La BD tend régulièrement à valider du bout des lèvres le discours du protagoniste, le ridiculise plus ou moins franchement la plupart du temps, en maintenant lisse et imperméable le monde qui lui fait face. Cette absence de confrontations autre que gentillette permet de ne pas glisser ni se dévoiler. Les arguments sont toujours trop courts ou réduits à des maximes ou des petits jeux d'esprit. En face les opposants passifs ont raison – mais passivement raison, à un point suspect qui à défaut de nourrir la 'réaction' ne lui fait barrage que par principe, habitude ou instinct personnel. Eux et leur monde pourraient très bien être dans l'erreur, tandis que le chauve est certainement trop borné et expéditif dans ses jugements. Son attitude est probablement le cœur du projet et doit viser à le rendre sympathique au premier ou au second degré, à la façon d'OSS 117 ; ou bien à générer du scepticisme et de l'hostilité plus prompts à animer les débats de confort ou nourrir l'aura de transgression bonhomme qu'à engager donc compromettre le personnage et son inventeur.
En tout cas ses cibles sont toujours personnalisées et jamais très fouillées : le risque de procès débile par tweeter interposés est modérément élevé, celui d'être classé souterrain de l'extrême-droite est faible, celui de créer une réelle polémique résiduel. Les occasions sont partout et Navarro va probablement déjà trop loin en donnant corps à l'incivilité ou au 'grand remplacement', mais il n'y aura que des replis sur tous ces sujets, par une petite chute et un recentrage sur l'individu et ses boulettes (la BD sait être drôle mais c'est rarement lors des conclusions). Sur la couverture, seulement des personnes : leurs traits distinctifs sont systématiquement relatifs aux loisirs ou au style (qui s'affiche – ou se vit dans une bulle narcissique consumériste). Il y a déjà matière à des chocs de vision mais il en faut plus pour dépasser le stade des contrastes de fin de banquet.
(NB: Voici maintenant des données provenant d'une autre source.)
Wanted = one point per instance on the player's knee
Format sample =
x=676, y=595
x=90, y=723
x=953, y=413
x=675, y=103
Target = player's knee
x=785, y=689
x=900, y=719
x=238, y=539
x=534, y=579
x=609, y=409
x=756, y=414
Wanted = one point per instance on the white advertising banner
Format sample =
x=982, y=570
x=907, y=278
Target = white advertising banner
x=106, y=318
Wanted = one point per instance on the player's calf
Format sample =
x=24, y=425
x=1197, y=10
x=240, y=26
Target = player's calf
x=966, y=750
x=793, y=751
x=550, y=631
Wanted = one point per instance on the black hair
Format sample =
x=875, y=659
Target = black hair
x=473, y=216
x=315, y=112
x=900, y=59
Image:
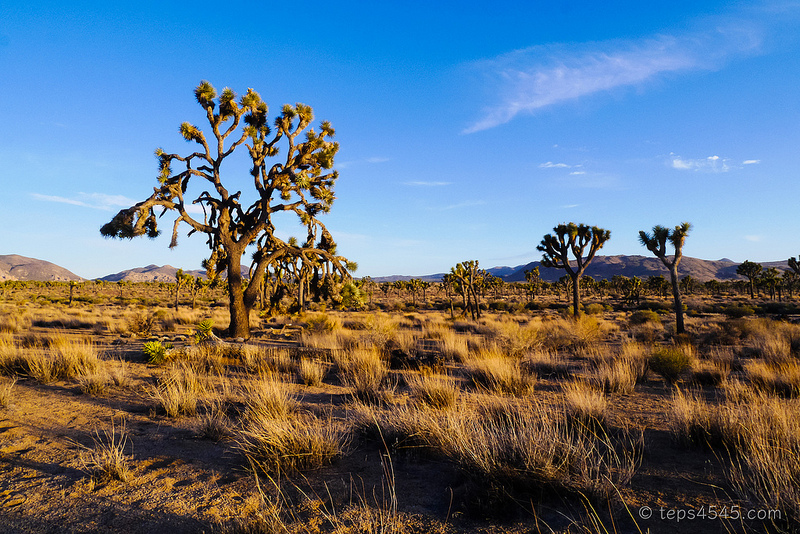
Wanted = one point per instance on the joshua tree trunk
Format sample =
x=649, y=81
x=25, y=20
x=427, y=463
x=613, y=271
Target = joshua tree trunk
x=676, y=295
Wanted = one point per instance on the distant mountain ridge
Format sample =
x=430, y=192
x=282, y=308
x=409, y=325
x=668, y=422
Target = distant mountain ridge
x=150, y=273
x=16, y=267
x=608, y=266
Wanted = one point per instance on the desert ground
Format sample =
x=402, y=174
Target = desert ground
x=120, y=413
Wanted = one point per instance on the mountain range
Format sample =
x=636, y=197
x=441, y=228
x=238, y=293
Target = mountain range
x=15, y=267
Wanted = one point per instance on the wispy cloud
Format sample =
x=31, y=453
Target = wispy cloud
x=372, y=161
x=533, y=78
x=98, y=201
x=551, y=165
x=710, y=164
x=426, y=184
x=465, y=204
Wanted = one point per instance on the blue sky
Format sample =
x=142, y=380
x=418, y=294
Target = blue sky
x=467, y=129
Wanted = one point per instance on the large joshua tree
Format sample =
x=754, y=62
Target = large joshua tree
x=657, y=244
x=572, y=238
x=300, y=183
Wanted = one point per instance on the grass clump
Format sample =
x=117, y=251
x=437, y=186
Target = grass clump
x=5, y=391
x=311, y=372
x=106, y=459
x=436, y=391
x=491, y=370
x=670, y=362
x=156, y=352
x=179, y=391
x=365, y=372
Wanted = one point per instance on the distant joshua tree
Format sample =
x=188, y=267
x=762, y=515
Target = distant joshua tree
x=657, y=244
x=572, y=238
x=751, y=270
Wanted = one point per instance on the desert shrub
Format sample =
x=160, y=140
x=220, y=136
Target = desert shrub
x=594, y=309
x=156, y=352
x=670, y=362
x=644, y=316
x=311, y=372
x=204, y=330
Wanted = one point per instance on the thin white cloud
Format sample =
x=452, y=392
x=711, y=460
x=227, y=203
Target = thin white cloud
x=465, y=204
x=427, y=184
x=551, y=165
x=712, y=164
x=533, y=78
x=98, y=201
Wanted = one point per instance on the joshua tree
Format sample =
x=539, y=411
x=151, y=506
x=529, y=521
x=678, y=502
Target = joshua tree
x=572, y=238
x=300, y=184
x=750, y=270
x=657, y=244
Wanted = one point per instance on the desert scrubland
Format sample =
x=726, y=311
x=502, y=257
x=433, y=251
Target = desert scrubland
x=121, y=413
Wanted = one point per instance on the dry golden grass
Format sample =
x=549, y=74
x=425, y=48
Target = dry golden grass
x=365, y=372
x=106, y=459
x=510, y=443
x=310, y=372
x=491, y=370
x=762, y=434
x=6, y=391
x=178, y=391
x=434, y=390
x=289, y=442
x=268, y=396
x=585, y=404
x=781, y=379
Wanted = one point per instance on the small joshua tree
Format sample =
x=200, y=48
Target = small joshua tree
x=572, y=238
x=750, y=270
x=657, y=244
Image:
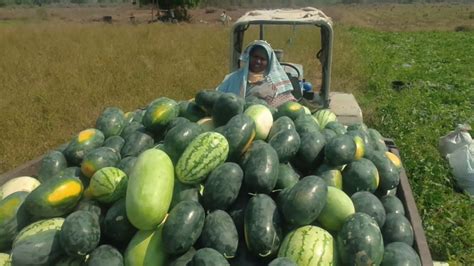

Ce Morgan pourrait – est déjà l'homme qui refuse de se faire marcher sur les pieds, l'homme qui n'apprécie pas qu'on fasse du bruit dans les transports en commun. Et ne pas accepter que l'autre s'étale, c'est réac – donc bête, regrettable – y compris pour le réac (le suprême con passant à côté du bon et du bien) ! Doit-on voir sous l'ironie la validation d'une bonne vieille mentalité de carpette (gauchiste ou non) ou une dénonciation désolée et peut-être effrayée ? Quand on voit que même l'autorité est saoulée, la thèse du lourd aimable en fiction et infect IRL l'emporte (c'est alors un gentil père fouettard qu'on ne saurait prendre au sérieux, ou un provocateur un brin crétin mais tout à fait 'safe'). En même temps la directrice est rebutante avec sa propre fermeture plus proprette et d'autres sont horripilants avec leurs compulsions répressives masquées sous les bonnes intentions. Un cynisme bas-de-gamme à base de conformisme grégaire pointe constamment dans les rares contre-arguments : indirectement la BD le brocarde en retour. Mais comme elle partage les torts voire fait tout retomber sur son réac d'antihéros, elle rate sa meilleure piste.. ou glisse discrètement un miroir aux lecteurs non-réacs mais pas prêts à devenir des mollusques consentants pour autant ? Navarro tient une évidence bien plus importante que la définition (juste) qu'il donne à 'la gauche' (« la miséricorde sans la responsabilité ») : la soumission au réel est bien plus conservatrice que son refus, donc devrait être un meilleur indicateur d'orientation socialement 'réac'. Sa défense acharnée à plus forte raison.